When Virginia Tech experienced the shooting of 33 people in April 2007, I never expected to hear Virginia Tech involved in another shooting incident four years later.


A week ago, Virginia Tech Police Officer Deriek Crouse was shot and killed during a routine traffic stop. A second gunshot was heard 15-30 minutes after the initial gunshot. The second dead man is believed to be the suspect of the police officer slain.


While this case differs from when Virginia Tech student Seung-Hui Cho went on a shooting rampage in 2007, it still served as a test to see how the school would react in a time of uproar and uncertainty.


Virginia Tech’s communication was far from being effective in 2007, with students not being notified of the shooting nor told to evacuate until several hours later.


After the shooting in 2007, Virginia Tech implemented a new alert system, one that law officials and school officials said worked well from both a technological and communication standpoint during the recent shooting.


During the incident last week, the Virginia Tech community received a total of six alerts, with the first one being within minutes of the first shooting.


Although it is almost impossible to know someone is coming on campus, every university should have procedures and policies in place.


No parent will send his/her child to a campus where their safety is not guaranteed. As a student, regardless of how great of an education a university can offer me, I would not enroll there if I felt unsafe.

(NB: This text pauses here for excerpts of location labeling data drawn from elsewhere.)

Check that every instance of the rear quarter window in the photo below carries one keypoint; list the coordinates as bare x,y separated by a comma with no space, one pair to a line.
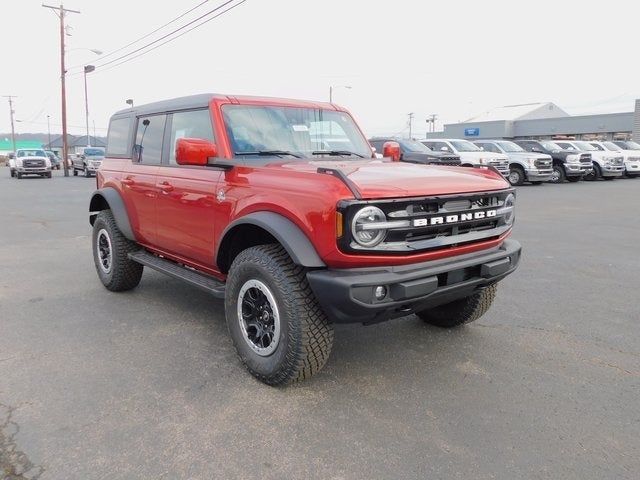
118,137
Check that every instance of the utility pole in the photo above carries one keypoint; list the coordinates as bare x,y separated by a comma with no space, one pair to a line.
410,124
49,131
60,12
87,69
11,112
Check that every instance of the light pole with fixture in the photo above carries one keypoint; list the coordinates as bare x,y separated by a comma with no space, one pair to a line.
331,87
87,69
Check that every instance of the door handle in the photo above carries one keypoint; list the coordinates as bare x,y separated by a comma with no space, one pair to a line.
166,187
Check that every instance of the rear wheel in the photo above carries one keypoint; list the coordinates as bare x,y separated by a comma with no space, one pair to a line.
558,175
516,175
461,311
277,326
110,255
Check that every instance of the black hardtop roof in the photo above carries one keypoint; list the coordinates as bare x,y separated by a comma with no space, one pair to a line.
180,103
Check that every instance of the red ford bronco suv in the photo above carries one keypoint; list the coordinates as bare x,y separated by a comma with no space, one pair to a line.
280,208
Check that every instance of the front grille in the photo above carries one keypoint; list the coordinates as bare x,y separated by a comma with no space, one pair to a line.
423,224
542,163
33,163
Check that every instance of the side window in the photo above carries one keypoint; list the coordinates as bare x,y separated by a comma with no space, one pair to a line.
118,137
149,136
191,124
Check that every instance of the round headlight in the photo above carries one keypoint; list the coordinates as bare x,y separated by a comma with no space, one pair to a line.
509,207
362,229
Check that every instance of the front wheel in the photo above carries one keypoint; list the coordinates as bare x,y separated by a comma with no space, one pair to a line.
277,326
111,255
516,175
461,311
558,175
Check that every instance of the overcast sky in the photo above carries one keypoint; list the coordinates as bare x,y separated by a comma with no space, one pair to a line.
452,58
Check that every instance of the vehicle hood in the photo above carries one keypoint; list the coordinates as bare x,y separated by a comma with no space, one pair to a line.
482,154
385,179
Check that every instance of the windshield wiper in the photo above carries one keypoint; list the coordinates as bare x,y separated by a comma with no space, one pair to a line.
267,153
336,153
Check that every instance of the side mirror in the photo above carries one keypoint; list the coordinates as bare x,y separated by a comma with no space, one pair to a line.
391,150
194,151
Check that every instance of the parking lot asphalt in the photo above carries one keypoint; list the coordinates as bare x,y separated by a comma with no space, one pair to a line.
146,384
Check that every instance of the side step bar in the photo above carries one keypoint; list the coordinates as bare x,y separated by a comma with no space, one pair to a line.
197,279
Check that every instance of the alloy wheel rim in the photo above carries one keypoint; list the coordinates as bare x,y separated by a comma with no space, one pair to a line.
258,317
103,247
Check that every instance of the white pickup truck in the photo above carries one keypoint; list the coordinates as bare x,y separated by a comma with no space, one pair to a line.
607,165
470,154
30,161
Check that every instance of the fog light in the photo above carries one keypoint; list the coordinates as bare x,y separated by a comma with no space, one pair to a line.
380,292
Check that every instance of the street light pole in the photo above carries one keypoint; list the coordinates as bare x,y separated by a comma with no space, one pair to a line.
61,11
87,69
11,112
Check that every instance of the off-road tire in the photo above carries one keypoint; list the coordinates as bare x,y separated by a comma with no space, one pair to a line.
461,311
562,176
125,274
306,334
516,175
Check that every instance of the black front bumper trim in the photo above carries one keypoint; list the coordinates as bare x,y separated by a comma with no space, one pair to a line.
347,296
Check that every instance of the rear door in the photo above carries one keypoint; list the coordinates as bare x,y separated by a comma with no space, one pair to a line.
187,194
139,179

It scares me to think that at any moment someone can come on campus and open fire. I realize that no matter what university I attend I will always be at risk, but my mind would be at ease if I knew administrators were doing everything in their power to protect and prevent dangerous incidents from occurring.


I cannot help but wonder is Louisiana Tech’s campus safe enough, do we have effective crisis plans and policies, or will we be left stranded in the middle of an ocean of problems looking for guidance?

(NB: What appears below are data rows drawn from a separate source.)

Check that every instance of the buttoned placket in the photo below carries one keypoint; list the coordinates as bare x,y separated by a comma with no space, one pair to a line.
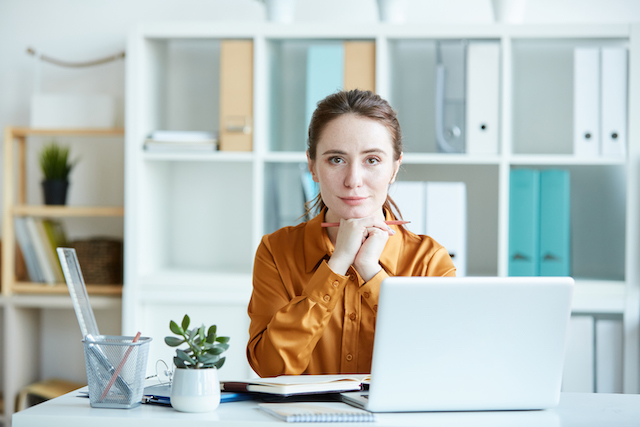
351,323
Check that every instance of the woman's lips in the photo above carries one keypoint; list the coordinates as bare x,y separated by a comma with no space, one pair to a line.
353,200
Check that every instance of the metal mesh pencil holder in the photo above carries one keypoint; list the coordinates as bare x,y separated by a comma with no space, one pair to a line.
116,368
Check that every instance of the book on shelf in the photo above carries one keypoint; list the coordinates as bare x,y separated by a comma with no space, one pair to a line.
28,250
291,385
316,412
42,258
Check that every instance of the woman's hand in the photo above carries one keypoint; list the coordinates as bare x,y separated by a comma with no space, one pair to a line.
360,241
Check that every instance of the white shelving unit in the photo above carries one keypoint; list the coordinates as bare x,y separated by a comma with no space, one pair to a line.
193,222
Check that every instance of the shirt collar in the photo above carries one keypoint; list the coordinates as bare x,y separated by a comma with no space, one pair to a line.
318,246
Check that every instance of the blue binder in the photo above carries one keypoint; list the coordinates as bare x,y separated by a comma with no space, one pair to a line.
555,203
524,222
325,74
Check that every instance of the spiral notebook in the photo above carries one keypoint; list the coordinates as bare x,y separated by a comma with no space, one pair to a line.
312,412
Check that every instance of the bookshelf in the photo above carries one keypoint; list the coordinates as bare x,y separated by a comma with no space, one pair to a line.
193,222
27,308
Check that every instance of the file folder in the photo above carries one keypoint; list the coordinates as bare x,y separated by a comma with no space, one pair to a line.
614,101
555,203
446,204
524,222
483,88
586,102
236,95
325,75
360,65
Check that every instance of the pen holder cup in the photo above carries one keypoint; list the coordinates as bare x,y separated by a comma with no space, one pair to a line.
116,368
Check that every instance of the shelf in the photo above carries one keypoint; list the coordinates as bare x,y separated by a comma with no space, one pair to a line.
40,301
61,289
23,131
68,211
217,156
568,159
592,296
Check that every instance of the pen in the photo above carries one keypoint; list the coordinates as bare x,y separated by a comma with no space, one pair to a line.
117,371
337,224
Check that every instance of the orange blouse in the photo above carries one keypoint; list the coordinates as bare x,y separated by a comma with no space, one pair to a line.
307,319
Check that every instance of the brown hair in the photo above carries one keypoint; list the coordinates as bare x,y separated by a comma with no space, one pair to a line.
361,103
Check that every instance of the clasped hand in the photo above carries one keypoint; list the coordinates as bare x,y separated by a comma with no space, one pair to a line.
360,242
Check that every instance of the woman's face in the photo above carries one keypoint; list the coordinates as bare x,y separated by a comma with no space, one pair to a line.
354,166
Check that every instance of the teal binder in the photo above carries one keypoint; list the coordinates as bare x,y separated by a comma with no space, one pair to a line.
524,222
555,203
325,75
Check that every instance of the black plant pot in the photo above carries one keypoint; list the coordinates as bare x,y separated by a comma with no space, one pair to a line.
55,191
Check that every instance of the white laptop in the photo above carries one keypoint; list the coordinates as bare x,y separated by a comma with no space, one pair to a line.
467,344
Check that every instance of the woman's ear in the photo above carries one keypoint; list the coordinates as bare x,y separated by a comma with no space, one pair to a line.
397,168
311,165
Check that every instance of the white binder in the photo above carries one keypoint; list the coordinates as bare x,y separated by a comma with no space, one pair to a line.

With an effective alert system already in place, I am sure if a situation arises, Tech will handle the crisis with the upmost sincerity and care.

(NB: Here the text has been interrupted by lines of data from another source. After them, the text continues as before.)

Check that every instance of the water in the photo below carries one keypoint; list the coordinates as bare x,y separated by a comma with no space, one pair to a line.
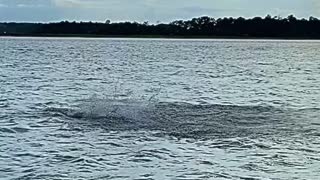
75,108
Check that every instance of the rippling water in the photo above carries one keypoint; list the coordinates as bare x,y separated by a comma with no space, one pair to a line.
75,108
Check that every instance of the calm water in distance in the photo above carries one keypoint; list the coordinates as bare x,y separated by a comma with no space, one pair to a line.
79,108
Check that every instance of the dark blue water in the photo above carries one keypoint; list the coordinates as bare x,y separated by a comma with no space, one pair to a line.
73,108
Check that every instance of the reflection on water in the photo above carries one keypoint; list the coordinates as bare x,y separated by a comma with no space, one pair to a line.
185,109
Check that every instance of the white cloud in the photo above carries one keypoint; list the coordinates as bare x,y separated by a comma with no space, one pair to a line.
77,4
30,5
3,5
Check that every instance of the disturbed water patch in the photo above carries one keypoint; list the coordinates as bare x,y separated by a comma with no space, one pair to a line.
178,119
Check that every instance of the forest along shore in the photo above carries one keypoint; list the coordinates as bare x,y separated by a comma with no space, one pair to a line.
202,27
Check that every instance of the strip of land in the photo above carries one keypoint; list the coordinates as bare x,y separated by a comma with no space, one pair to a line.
202,27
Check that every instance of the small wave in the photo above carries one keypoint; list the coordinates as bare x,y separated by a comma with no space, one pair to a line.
178,119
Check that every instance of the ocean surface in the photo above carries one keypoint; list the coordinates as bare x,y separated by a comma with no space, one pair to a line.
81,108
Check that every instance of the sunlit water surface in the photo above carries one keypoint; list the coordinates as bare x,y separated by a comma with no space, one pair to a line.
75,108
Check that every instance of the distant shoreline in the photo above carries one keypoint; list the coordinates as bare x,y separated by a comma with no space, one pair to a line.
155,36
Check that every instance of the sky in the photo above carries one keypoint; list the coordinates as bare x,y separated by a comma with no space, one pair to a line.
149,10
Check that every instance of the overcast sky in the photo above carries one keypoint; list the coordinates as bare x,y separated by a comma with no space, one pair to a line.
149,10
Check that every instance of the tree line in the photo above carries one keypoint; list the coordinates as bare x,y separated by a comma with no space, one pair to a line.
268,27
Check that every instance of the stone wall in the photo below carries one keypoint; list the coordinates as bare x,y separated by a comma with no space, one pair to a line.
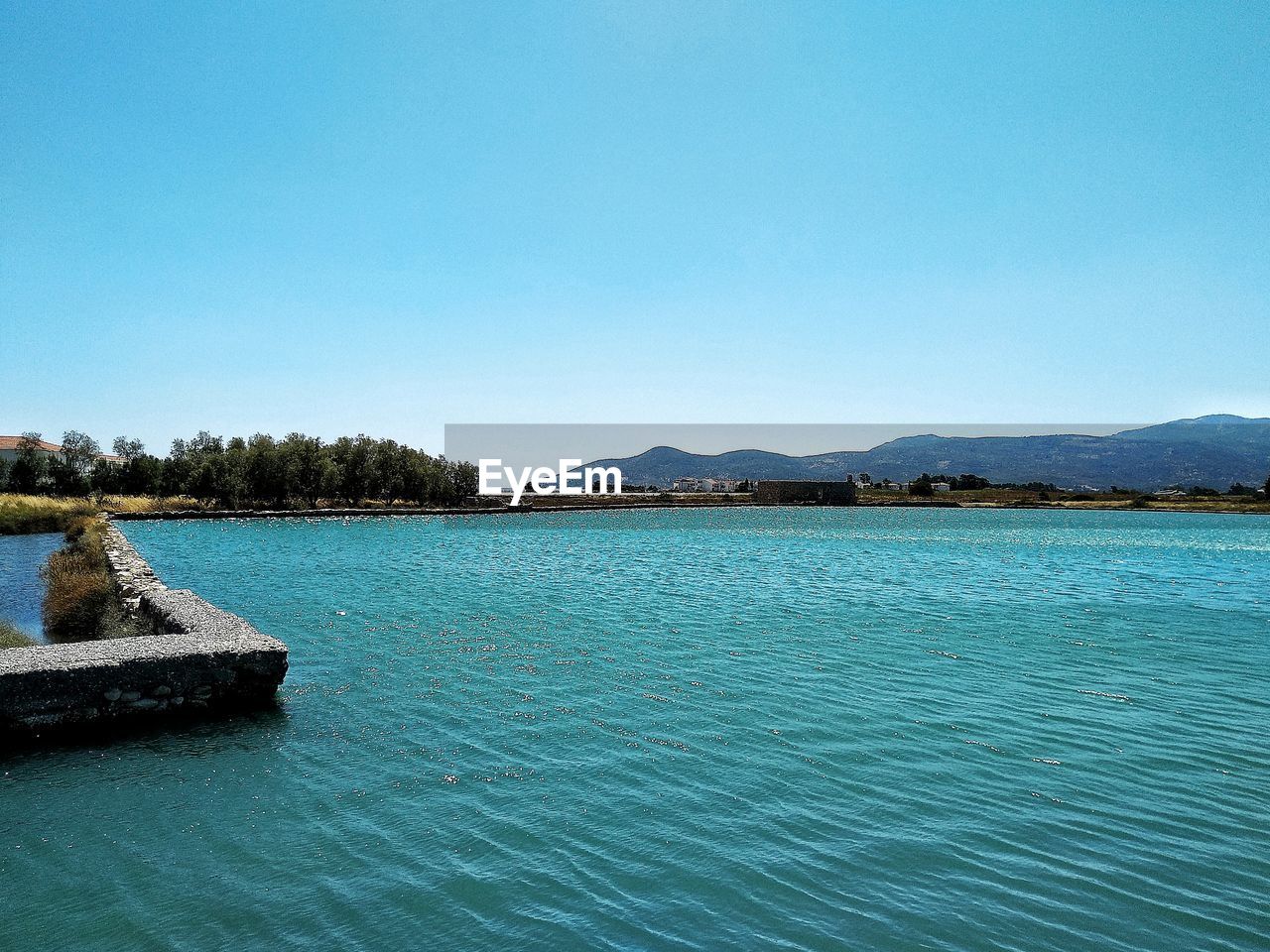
199,658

Louisiana Tech’s emergency notification system contacts students and faculty in the event of an emergency and potential dangerous situations. Students can be contacted in three ways: on-campus voice call, through email or through text messages.


Under this system, I have always been alerted when to evacuate a building, if the police are looking for someone who has committed a crime or even when bad weather is approaching. The only bad thing about this system is it is not guaranteed that all students will enter their cellphone numbers to be used. Also, many students do not check their emails often enough, which could definitely be a problem if the alerts do not come to their phone.


If all students cooperate and enter their numbers to be used by the system, Louisiana Tech would have one of the most effective alert systems in the country.


While it is unfortunate that Virginia Tech’s has witnessed another shooting, it should be a wakeup call for all schools to make sure that have an effective campus safety policy or to improve their policies.


After all, what is the purpose of an education, if you will not live to apply it?